I took classes at Knowledge Net (close to sheik sayed road), only the first module, good for learning the basic... hope will continue with the rest of the modules soon...


----------



## smita (Feb 3, 2009)

Yeah I had signed up but then this session didn't work out. So i have credit at Eton in Knowledge Village. If anyone is interested in taking it over the summer... maybe in June, I'd love some Company.

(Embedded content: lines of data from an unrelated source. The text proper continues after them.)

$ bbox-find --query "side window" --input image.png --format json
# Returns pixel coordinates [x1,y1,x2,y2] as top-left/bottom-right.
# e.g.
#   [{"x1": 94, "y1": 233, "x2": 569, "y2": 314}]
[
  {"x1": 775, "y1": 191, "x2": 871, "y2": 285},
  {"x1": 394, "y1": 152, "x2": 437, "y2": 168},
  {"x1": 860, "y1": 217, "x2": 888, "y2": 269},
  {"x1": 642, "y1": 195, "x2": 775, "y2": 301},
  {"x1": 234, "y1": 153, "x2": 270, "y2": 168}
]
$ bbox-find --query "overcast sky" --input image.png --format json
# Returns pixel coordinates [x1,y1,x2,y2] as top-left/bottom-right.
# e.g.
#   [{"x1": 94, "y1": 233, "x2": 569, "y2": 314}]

I just moved to Dubai 3 weeks ago, and am working on settling in. Am a language enthusiast too, and have Arabic, French and Urdu on my list of languages to learn! )


----------



## superjordan (Apr 11, 2009)

this is good 

i thought non arab people here in Dubai are not interested in arabic

how is my english? 

i'm a jordanian and we speak arabic also, but i can see that we are using english more than arabic here in dubai lool

i'm here in dubai since 5 years and i'm still trying to improve my english
and i would like to learn french 

i can help if you want to know anything about arabic


----------



## macca_24 (Apr 14, 2008)

That is really nice of you to offer. Of course people would be interested as previously discussed it sign of respect to our host country and its people this is quite an old post you know yesterday I thought it was a new one about the same topic but its the same post


----------



## superjordan (Apr 11, 2009)

macca_24 said:


> That is really nice of you to offer. Of course people would be interested as previously discussed it sign of respect to our host country and its people this is quite an old post you know yesterday I thought it was a new one about the same topic but its the same post


sorry i didn't notice the date


----------



## macca_24 (Apr 14, 2008)

Don't be it was a very generous offer on your part I just thought people are always interested


----------